Avoiding Angst When Investing in Start-Ups

By Nicholas Anderson, Editor-in-Chief of FinnishNews
I have spent most of my career in start-up activities in big and small companies. This was possible because I was born in 1948 and since then many new ideas developed in the following decades. The first start-up was in 1965 when my school was the first in Europe to receive a computer. I was lucky to be invited to do my university exams in computer mathematics using Fortran to solve mathematical and statistical problems. Starting in 1967, I paid my way through university with well-paid computer work in Helsinki during the summer holidays over the next 5 years.
After university I worked in banks and started to develop skills with new global financial business of eurobonds, syndicated loans, investment funds, and interest rate swaps. All of the above were then new innovations that eventually developed into huge markets well beyond my wildest dreams.

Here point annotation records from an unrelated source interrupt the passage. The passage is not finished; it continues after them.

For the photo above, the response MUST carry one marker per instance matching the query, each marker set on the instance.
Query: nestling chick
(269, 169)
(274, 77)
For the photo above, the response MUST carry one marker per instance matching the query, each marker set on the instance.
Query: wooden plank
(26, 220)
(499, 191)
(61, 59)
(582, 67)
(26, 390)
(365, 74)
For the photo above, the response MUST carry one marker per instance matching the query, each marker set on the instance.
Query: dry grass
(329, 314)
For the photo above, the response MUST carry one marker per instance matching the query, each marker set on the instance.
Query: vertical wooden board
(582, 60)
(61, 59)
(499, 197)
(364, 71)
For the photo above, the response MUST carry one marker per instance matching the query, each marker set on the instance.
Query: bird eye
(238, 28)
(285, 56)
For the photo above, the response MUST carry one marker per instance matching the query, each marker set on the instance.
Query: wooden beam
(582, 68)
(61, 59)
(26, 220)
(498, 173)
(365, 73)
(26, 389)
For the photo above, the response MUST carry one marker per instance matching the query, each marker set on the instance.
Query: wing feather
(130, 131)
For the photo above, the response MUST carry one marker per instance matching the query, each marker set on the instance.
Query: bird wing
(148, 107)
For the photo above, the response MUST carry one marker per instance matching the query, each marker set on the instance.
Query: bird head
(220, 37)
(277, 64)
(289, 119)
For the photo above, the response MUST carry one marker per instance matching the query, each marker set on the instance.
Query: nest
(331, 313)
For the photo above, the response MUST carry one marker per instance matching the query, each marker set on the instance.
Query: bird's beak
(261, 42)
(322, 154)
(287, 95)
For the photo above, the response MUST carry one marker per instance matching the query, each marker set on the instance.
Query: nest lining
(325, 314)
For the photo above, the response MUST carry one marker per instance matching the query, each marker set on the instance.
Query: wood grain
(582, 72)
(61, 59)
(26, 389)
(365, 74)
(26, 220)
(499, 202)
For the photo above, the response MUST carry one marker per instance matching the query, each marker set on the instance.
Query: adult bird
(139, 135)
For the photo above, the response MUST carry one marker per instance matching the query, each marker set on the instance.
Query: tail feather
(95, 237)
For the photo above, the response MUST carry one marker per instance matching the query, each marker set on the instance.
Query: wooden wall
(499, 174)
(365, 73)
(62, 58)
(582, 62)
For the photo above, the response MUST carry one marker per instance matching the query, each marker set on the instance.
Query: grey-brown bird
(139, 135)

In 2013, I retired from banking and decided to do real work by investing in small Nordic companies and start-ups. I wanted to give something back to Finland that had offered me so many career opportunities. I did not want to stay around in banking because I see them as jaded by their relentless ambitions to grow through consolidation and overwhelmed by regulation.

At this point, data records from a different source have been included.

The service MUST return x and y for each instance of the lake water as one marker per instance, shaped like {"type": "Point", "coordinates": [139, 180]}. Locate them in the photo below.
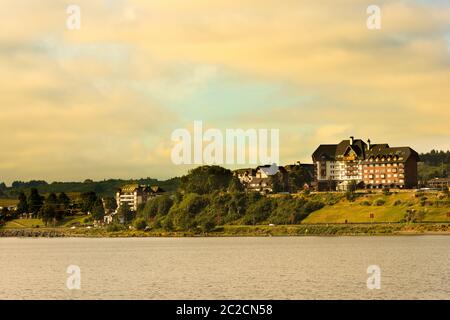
{"type": "Point", "coordinates": [412, 267]}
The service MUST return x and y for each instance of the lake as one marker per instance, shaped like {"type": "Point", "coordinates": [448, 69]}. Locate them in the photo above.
{"type": "Point", "coordinates": [412, 267]}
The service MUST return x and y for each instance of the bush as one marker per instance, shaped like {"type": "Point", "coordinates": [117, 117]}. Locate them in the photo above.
{"type": "Point", "coordinates": [87, 220]}
{"type": "Point", "coordinates": [350, 196]}
{"type": "Point", "coordinates": [259, 211]}
{"type": "Point", "coordinates": [140, 223]}
{"type": "Point", "coordinates": [206, 223]}
{"type": "Point", "coordinates": [114, 227]}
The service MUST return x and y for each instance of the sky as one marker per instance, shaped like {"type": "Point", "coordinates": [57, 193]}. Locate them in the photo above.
{"type": "Point", "coordinates": [102, 101]}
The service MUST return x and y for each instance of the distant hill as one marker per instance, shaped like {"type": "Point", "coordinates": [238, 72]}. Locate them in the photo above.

Investing in startups was a good decision, but also a demanding and frustrating experience. It took a couple of years for me to understood what to do and what to avoid.…

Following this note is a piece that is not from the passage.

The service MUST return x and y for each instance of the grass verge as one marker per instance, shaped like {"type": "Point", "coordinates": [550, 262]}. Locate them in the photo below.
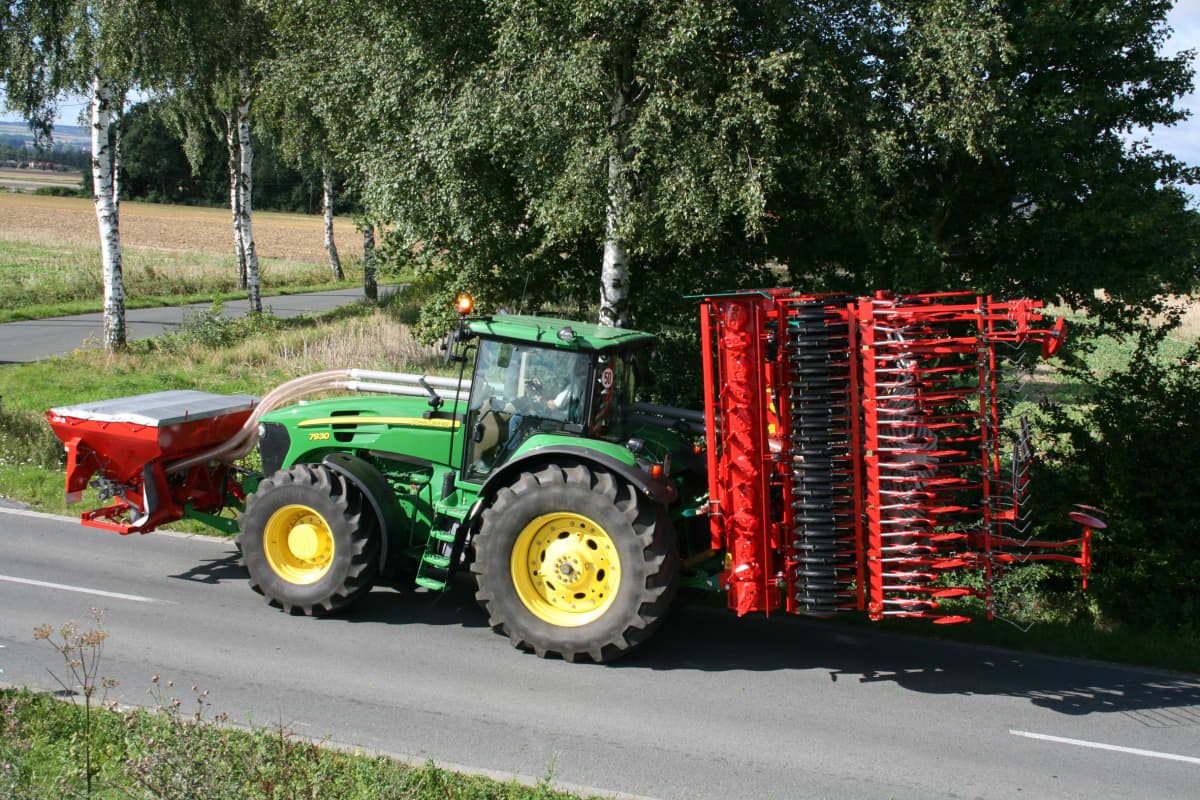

The most important rule is to avoid start-ups that are run by people who are only in the business because of the money. Greed is a not an easy characteristic to spot because it has several different forms and can be hidden from unwary investors.
Be cautious when the founders tell you that their ideas are disruptive and commercially sound. Founders must invest their time and money to establish a business – there are few fast fixes. If they say that they need financing to start to develop their ideas, design systems, and attract clients then it is generally better to say that you will not invest at this stage. In most cases founders should work to get the basics working and tested without outside funding.
When a start-up founders want a “market salary” to develop the business with angel investors’ cash, then think twice before you invest. You might want to invest if the company can start to generate a strong net profit from day one, but that situation is as rare. Most founders work hard for years to get the company afloat and do not expect to get paid more than the absolute minimum in the first year, if anything. Few start-ups make a profit in the first years, but they should be generating meaningful revenues.
Make sure that the founders have useful and commercially sound plans and the right competences to develop the business. If they do then they will be one of the few out of hundreds of start-ups. Most start-ups fail because they really have no useful commercial purpose or do not have the right skills to develop the business.
Watch out if the founders want to employ others to do the work they should be doing. It is often a sign of trouble when a newly formed start-up begins by hiring a consultants and lawyers to do basic start-up work. Young companies do need outside help, but that normally comes later when plans have been made and product ideas tested. If the founders cannot handle the start themselves then you may ask if they competent to develop the company.
Even a good business may fail if the founders are the wrong types to develop and create the necessary growth. It is challenging to develop a new company. It takes hard work and the willingness to sacrifice years of your life. It puts huge pressure on families because the days only have 24 hours and the weeks only 7 days. The required effort to manage sales, to develop a team, to achieve fast growth is demanding especially because investors soon loose patience to cover recurring monthly losses.
Here is a checklist for the required characteristics to be ticked off against the founders’ names – it must be a diverse group and not just a one-man show:
  1. Founders can plan systematically
  2. They are able to build a good team and secure an active board and advisors.
  3. They must have sufficient financial resources and plenty of stamina to get things moving.
  4. They can take failure and carry on as determined as before even if they must change direction.
  5. They can sell and develop their business in domestic and foreign markets. This means that they must have language and cultural abilities. Finland is too small for most start-ups, and finding foreign markets requires extraordinary and rare selling skills.
One of the good places to check is to examine their CV’s and LinkedIn accounts – you will be surprised about what can be discovered in seconds.
The final advise is that you can easily loose your hard-earned savings with poor investment decisions or with simple bad luck. Keep each investment round modest in relation to your savings and be ready to invest more if justified. Network with colleagues and stay in regular contact with the founders. Make your own notes about the meetings and ask questions. This is your money and the risks of failure are bigger than the possibility of making money if you do not follow these basic rules.